Mobile Rail Asset Inspection Solution

Mobile Rail Asset Inspection Solution

The U.S. Army Engineer Research and Development Center (ERDC) executes inspection programs as part of the U.S. Army Transportation Infrastructure Program (ATIP). These inspections, monitoring and assessment programs include airfields, bridges, dams, railroads, waterfront facilities, and ranges. The Army maintains over 1500 miles of railroad track throughout the United States and overseas. To manage and maintain these critical infrastructure assets, the Army has implemented inventory and inspection programs.

Before working with GISi, the process for rail asset inspection consisted of using pen and notepad to record defects along miles of tracks – while measuring where the defects were spotted.

There were two major types of defects that inspectors recorded. One was a true defect, which meant that something was wrong physically with the track and the rail was broken. The other type of defect was more count-based and included things like improper ballasts – as in how many improper ballasts were counted along the track.

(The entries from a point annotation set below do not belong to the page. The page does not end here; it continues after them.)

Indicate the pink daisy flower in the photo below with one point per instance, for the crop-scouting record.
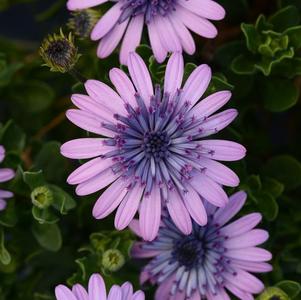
(211, 261)
(5, 175)
(153, 152)
(168, 22)
(97, 291)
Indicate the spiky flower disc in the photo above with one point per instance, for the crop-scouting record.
(154, 150)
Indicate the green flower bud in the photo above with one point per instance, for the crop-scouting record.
(59, 52)
(273, 293)
(41, 197)
(83, 21)
(112, 260)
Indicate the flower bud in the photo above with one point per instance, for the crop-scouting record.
(59, 52)
(41, 197)
(112, 260)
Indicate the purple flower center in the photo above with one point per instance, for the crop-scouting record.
(150, 8)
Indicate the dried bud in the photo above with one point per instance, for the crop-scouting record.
(59, 52)
(83, 21)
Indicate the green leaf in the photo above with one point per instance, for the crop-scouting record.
(48, 236)
(267, 205)
(291, 288)
(284, 18)
(62, 201)
(286, 169)
(34, 179)
(5, 257)
(279, 94)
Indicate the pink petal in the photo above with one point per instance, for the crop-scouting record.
(160, 52)
(242, 225)
(249, 254)
(174, 73)
(195, 23)
(110, 199)
(210, 104)
(128, 207)
(183, 34)
(209, 190)
(140, 77)
(245, 281)
(123, 86)
(107, 22)
(80, 4)
(195, 207)
(222, 150)
(178, 212)
(63, 293)
(196, 84)
(204, 8)
(111, 40)
(236, 202)
(85, 148)
(88, 121)
(150, 214)
(79, 292)
(131, 38)
(218, 172)
(252, 238)
(97, 288)
(96, 183)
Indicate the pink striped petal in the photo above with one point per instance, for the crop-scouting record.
(209, 190)
(111, 40)
(128, 207)
(236, 202)
(131, 38)
(195, 207)
(218, 172)
(183, 34)
(242, 225)
(123, 86)
(178, 212)
(96, 183)
(204, 8)
(80, 4)
(174, 73)
(107, 22)
(222, 150)
(249, 254)
(63, 293)
(110, 199)
(89, 170)
(88, 121)
(150, 215)
(210, 104)
(140, 77)
(196, 84)
(197, 24)
(159, 51)
(79, 292)
(85, 148)
(252, 238)
(96, 288)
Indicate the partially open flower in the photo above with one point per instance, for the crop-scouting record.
(59, 52)
(82, 22)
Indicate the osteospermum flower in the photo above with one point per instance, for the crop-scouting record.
(168, 23)
(97, 291)
(5, 175)
(211, 261)
(154, 152)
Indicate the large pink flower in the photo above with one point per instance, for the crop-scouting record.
(153, 152)
(6, 174)
(168, 23)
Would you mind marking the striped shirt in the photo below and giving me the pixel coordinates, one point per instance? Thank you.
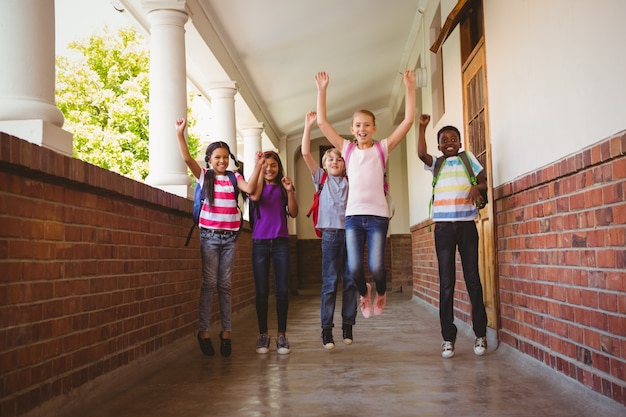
(450, 202)
(224, 213)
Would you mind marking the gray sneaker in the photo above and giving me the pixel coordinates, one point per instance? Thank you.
(282, 345)
(480, 346)
(447, 349)
(263, 343)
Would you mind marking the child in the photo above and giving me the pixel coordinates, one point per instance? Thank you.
(219, 228)
(332, 223)
(367, 213)
(273, 200)
(454, 210)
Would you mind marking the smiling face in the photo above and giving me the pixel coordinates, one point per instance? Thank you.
(333, 162)
(449, 142)
(219, 160)
(273, 172)
(363, 127)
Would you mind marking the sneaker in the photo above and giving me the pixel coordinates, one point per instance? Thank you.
(347, 334)
(447, 349)
(327, 339)
(206, 346)
(380, 301)
(480, 346)
(225, 346)
(282, 345)
(366, 302)
(263, 343)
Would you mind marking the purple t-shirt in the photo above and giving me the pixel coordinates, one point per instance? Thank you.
(272, 222)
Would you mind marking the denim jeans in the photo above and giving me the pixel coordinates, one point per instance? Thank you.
(449, 236)
(276, 250)
(373, 230)
(218, 259)
(334, 266)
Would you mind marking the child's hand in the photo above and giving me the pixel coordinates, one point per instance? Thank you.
(409, 78)
(310, 118)
(259, 159)
(287, 183)
(180, 125)
(474, 196)
(322, 80)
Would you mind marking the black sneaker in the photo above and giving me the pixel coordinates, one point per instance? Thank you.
(206, 346)
(327, 339)
(347, 334)
(225, 347)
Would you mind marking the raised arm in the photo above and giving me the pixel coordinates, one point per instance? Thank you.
(192, 164)
(256, 194)
(409, 112)
(292, 203)
(422, 151)
(322, 80)
(305, 148)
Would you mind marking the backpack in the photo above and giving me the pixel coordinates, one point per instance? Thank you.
(468, 170)
(315, 207)
(198, 201)
(378, 146)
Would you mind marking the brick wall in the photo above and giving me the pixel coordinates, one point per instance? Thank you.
(561, 233)
(94, 273)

We worked with our client to design an application for use on a Trimble device. This application on the device would be used to record all defects as the inspectors walked the tracks. The application allowed them to quickly and easily to count certain defects on the track and included quick buttons for adding defects. So they are walking the track and touching the screen every time they see one of the things they need to count. For any true defect that they need to stop and record, it can be done between 10 -15 seconds. Most of their time is now spent walking, versus walk, find something, enter it on paper, write it all down, and continue on walking. Instead of having to write down specific measurements for everything, those are included in the pick list – which makes the whole data entry process more efficient and accurate.

Another part of this project was enabling the application to function with RAILER, a system used to distribute the inspection data to those who needed to view it. We wrote an export for data collected to go to their data in RAILER so at the end of the day when they’ve finished inspections, they upload all their data from the Trimble to the synchronization process we put in place to upload all their data up to their server. Then they can run a script that would export all that data out in a way that RAILER can read in. This ability for the application to function with RAILER adds another layer of efficiency and accuracy to ensure the right people are getting the best possible information from the field.